Significant research is underway in the biology and tissue-engineering potential of autologous stem cells. In the future, it may be possible to augment the wound healing deficits seen in problem wound patients with the use of topical stem cells. In addition, scar modulation and manipulation therapies will likely become available to assist in minimizing the cutaneous stigmata of surgery.


Wound care is an important component of plastic surgery. As students of soft-tissue anatomy, tissue healing, and surgical reconstruction, plastic surgeons are equipped with the tools necessary to treat most wounds. Understanding the fundamental aspects behind the chronic and problem wound, strategies can be employed to alter the wound environment and tip the balance toward healing. Plastic surgeons can also judiciously intervene surgically to promptly close appropriate wounds. Basic science research and translational findings continue to advance our knowledge of wounds and assist in the development of novel treatment approaches. Unfortunately, many of the wound care products in use today are market and industry driven, with little prospective, randomized comparative studies evaluating efficacy. In addition, the concept of wound care centers has been aggressively marketed. While this concept can benefit patients, many centers are company organized and are biased in treatments delivered. In addition, these centers are often staffed by personnel with limited backgrounds in surgery and/or wound healing. The ideal wound care center is multidisciplinary, with participation of committed plastic surgeons who work closely with other team members for the benefit of the patient.

Suggested Readings

1.  Falanga V, ed. Cutaneous Wound Healing. London: Martin Dunitz; 2001.

2.  Galiano RD. Lower extremity ulcers. In: Souba W, et al., eds. ACS Surgery: Principles and Practice. Hamilton: Decker Publishing; 2008.

3.  Hess CT, ed. Clinical Guide: Wound Care. Philadelphia, PA: Lippincott Williams & Wilkins; 2005.

4.  Hunt TK, Hopf HW. Wound healing and wound infection.

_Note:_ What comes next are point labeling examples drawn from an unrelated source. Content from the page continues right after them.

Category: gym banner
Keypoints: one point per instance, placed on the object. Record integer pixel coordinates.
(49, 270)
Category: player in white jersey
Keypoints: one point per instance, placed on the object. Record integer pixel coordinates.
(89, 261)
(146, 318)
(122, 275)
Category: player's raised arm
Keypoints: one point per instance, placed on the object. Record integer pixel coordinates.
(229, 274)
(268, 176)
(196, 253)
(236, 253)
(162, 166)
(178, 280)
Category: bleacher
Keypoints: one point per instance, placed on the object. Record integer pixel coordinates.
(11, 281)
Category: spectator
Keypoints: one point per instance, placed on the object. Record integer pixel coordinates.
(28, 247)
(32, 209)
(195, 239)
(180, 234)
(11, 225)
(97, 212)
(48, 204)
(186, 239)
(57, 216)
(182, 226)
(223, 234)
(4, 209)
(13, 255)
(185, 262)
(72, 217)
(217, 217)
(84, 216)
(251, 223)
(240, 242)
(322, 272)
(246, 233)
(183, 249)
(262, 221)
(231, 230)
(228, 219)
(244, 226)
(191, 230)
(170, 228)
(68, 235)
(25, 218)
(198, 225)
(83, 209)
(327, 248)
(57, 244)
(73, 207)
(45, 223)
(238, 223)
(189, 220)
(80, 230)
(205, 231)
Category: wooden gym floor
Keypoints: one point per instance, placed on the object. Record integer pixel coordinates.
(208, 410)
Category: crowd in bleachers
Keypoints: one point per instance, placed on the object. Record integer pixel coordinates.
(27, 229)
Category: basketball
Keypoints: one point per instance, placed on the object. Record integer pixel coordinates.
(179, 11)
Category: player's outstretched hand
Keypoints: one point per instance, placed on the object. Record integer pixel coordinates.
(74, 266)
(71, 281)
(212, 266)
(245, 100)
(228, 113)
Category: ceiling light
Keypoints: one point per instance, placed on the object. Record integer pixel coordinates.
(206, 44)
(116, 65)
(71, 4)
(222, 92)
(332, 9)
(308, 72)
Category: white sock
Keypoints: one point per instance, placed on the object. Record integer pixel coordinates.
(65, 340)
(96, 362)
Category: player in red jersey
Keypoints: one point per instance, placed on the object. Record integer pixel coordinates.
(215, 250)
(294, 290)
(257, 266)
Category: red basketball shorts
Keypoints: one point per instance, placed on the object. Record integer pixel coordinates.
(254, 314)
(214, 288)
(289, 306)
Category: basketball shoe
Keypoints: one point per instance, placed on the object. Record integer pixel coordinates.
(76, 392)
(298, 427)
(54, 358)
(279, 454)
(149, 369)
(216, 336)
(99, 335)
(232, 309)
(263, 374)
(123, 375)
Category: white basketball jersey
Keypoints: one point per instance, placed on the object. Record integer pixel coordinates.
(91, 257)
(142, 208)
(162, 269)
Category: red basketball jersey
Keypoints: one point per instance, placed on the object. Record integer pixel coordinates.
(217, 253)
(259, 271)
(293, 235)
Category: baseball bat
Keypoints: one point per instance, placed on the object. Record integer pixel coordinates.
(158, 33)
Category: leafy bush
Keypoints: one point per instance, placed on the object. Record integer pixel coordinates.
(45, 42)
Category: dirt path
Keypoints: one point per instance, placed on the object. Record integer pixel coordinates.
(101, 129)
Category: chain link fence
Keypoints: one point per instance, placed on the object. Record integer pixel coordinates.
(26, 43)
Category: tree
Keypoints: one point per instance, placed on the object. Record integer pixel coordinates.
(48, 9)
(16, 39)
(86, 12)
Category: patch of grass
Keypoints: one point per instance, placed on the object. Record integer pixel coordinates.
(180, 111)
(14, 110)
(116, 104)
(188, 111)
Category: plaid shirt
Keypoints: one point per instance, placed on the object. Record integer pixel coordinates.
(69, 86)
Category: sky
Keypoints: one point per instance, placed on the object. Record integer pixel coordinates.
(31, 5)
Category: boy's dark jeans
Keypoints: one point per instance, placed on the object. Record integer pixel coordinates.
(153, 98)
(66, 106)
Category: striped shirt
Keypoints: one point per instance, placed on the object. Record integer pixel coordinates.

What surgeons and anesthesiologists can do. Surg Clin North Am. 1997;77:587.

5.  Mustoe T. Understanding chronic wounds: a unifying hypothesis on their pathogenesis and implications for therapy. Am J Surg. 2004;187:655.

6.  Park H, Copeland C, Henry S, Barbul A. Complex wounds and their management. Surg Clin North Am. 2010;90:1181.

7.  Ramasastry SS. Acute wounds. Clin Plast Surg. 2005;32:195.

8.  Ramasastry SS. Chronic problem wounds. Clin Plast Surg. 1998;25:367.

9.  Robson MC, Steed DL, Franz MG. Wound healing: biologic features and approaches to maximize healing trajectories. Curr Probl Surg. 2001;38:72.

10.  Wu SC, Marston W, Armstrong DG. Wound care: the role of advanced wound healing technologies. J Vasc Surg. 2010;52:59S.